You must submit documentation of traffic incidents if:

  • The incident involved alcohol or drugs;
  • The incident led to an arrest; or
  • The incident seriously injured another person.

You do not need to submit documentation for traffic fines or incidents that did not involve an arrest or did not involve drugs or alcohol, if the only penalty was a fine of less than $500 or points on your driving record.”

If your only tickets were for parking violations — that is, things like staying too long at a parking meter or parking your car in a red zone — you don’t even need to mention these on Form N-400. But for any violation where you were behind the wheel, or your motor was running, your best bet is to mention it. 

15. Why are these questions still on the citizenship form?

  • A. Because it’s illegal to be a Nazi in America. 
  • B. This is the only way the U.S. can prosecute Nazi war criminals who became naturalized US citizens after WWII.

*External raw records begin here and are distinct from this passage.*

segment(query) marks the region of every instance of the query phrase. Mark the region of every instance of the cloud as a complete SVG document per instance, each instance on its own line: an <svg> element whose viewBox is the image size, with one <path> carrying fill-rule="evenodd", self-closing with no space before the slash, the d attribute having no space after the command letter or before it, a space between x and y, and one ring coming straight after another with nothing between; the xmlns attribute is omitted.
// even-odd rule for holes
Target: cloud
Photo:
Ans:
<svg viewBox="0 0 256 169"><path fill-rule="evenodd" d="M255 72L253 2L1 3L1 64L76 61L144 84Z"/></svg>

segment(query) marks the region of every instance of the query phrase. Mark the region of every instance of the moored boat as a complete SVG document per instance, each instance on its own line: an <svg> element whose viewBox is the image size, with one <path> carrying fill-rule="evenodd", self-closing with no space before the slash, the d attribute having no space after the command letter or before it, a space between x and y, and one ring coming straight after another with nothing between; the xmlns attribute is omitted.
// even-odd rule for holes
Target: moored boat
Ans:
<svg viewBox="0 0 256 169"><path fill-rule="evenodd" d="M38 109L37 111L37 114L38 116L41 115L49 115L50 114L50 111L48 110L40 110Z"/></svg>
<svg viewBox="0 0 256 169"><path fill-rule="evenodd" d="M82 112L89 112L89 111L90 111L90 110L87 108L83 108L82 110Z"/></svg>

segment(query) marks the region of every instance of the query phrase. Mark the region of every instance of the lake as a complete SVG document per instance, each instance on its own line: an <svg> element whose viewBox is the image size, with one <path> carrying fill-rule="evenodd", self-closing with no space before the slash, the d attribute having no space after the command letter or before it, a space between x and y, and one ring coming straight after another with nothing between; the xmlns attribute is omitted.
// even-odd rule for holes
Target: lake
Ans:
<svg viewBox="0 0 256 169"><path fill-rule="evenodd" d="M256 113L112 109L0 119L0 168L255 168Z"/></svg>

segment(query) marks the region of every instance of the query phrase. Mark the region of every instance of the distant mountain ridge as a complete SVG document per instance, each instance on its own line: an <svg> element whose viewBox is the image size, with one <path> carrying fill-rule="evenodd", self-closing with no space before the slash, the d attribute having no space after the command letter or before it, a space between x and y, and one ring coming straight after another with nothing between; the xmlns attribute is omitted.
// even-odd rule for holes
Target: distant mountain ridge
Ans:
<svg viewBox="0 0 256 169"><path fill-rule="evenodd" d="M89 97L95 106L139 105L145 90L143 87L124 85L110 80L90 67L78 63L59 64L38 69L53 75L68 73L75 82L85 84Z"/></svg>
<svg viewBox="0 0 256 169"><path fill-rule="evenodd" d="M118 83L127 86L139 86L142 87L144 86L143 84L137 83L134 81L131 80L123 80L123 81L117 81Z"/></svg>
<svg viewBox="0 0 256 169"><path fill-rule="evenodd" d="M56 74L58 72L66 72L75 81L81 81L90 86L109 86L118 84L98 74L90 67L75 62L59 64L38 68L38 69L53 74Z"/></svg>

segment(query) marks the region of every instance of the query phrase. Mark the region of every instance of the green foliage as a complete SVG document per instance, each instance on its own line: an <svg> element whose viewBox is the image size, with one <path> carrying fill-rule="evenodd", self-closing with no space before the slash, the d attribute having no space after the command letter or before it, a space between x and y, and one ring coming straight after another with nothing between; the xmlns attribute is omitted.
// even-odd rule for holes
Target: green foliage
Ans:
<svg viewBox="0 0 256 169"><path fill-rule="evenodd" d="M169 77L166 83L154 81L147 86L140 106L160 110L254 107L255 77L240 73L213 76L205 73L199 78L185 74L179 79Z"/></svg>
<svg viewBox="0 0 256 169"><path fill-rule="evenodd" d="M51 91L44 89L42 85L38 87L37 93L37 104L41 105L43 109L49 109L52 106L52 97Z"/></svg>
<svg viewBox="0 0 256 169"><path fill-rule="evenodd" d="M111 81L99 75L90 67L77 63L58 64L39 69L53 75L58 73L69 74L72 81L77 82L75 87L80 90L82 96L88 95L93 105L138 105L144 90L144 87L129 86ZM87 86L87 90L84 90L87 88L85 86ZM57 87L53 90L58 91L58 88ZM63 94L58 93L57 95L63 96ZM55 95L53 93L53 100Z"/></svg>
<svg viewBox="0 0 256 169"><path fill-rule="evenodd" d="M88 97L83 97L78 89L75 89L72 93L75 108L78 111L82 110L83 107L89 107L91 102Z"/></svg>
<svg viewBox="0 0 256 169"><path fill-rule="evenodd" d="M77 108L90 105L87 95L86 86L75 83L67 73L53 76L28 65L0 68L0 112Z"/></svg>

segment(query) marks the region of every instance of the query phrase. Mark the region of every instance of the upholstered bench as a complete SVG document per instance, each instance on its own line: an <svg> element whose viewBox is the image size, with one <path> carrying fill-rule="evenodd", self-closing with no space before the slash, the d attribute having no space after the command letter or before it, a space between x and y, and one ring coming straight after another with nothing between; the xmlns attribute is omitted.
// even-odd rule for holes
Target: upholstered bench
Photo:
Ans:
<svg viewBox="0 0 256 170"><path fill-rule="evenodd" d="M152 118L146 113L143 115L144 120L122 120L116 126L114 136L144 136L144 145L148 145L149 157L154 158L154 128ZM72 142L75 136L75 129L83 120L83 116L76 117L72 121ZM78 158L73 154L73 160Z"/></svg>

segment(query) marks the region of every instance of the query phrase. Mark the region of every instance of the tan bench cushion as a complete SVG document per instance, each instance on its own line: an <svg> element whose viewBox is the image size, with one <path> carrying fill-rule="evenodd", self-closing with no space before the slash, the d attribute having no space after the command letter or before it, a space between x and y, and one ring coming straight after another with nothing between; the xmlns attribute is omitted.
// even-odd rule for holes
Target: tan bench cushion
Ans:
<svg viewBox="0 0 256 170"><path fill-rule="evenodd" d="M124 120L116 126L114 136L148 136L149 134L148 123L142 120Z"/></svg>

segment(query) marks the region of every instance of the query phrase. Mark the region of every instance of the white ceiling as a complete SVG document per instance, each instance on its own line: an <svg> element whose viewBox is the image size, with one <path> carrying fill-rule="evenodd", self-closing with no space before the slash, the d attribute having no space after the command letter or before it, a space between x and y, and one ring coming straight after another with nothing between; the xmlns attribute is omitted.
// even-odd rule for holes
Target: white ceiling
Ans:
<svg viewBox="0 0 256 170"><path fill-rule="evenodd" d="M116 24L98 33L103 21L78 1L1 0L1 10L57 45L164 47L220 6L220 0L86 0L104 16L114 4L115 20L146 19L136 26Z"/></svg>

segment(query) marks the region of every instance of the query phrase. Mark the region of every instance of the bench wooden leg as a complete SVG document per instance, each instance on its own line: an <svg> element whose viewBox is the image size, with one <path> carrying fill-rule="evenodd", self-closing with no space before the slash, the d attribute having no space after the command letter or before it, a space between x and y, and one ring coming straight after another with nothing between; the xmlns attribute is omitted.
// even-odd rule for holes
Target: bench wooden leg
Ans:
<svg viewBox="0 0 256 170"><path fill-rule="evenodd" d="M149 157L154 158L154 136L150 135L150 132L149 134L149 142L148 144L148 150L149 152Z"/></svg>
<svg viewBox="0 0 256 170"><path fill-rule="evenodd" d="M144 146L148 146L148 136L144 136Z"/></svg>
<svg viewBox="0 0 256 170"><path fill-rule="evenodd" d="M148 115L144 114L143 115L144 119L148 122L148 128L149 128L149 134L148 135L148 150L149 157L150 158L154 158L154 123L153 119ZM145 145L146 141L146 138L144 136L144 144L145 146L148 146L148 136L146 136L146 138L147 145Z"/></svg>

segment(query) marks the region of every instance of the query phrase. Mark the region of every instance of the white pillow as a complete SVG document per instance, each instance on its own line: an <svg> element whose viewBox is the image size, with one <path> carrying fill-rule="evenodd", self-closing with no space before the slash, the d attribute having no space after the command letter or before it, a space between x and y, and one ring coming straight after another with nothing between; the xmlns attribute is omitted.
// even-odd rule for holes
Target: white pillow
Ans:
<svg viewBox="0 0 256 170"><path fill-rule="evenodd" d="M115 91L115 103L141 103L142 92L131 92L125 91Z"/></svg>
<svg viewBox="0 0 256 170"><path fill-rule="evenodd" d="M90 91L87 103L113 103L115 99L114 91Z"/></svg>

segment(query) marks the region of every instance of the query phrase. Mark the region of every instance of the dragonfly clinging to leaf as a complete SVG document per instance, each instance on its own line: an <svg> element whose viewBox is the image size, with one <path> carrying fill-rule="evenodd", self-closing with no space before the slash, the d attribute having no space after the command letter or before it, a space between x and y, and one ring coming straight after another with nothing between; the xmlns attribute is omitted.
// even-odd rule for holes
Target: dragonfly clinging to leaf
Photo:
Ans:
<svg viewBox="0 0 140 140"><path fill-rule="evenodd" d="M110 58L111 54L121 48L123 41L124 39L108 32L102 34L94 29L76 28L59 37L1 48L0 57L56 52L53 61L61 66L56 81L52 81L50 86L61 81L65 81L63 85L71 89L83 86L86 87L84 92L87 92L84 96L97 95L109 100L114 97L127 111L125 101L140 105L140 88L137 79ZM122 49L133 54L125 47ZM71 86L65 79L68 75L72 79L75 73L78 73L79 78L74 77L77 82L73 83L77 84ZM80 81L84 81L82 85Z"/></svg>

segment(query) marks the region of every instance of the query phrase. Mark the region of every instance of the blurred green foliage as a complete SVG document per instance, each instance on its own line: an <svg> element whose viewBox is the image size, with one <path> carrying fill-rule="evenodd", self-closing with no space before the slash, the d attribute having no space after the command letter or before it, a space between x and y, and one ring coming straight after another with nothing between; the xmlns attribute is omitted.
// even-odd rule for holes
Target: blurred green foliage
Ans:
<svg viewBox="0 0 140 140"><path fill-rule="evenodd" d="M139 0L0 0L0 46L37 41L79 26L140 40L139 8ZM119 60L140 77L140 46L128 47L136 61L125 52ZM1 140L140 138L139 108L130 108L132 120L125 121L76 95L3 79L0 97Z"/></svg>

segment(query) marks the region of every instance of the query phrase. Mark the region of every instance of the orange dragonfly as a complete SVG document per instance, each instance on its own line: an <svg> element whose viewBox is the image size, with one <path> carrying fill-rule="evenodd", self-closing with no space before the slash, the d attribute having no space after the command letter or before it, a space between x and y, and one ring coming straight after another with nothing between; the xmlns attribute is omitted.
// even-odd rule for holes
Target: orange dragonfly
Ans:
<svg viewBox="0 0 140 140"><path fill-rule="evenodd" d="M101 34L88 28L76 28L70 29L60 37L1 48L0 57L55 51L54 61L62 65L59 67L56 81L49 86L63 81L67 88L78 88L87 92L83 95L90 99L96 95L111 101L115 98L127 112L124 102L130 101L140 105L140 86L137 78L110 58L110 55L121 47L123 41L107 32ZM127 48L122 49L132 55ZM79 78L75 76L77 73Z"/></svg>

Answer: “B”: Nazi war criminals can’t be prosecuted in the U.S. under the War Crimes Act because their crimes were committed overseas, the people who committed them were not U.S. citizens at the time, and the victims weren’t U.S. citizens. Instead, they are tried for lying about their Nazi service on their American immigration and citizenship applications, stripped of their citizenship and deported.

The latest and possibly last Nazi war criminal was discovered in 2002. Jakiw Palij was ordered deported in 2004, after losing his citizenship in 2003. Although he had originally been a Ukrainian, he was finally deported to Germany in 2019, where he died at the age of 95.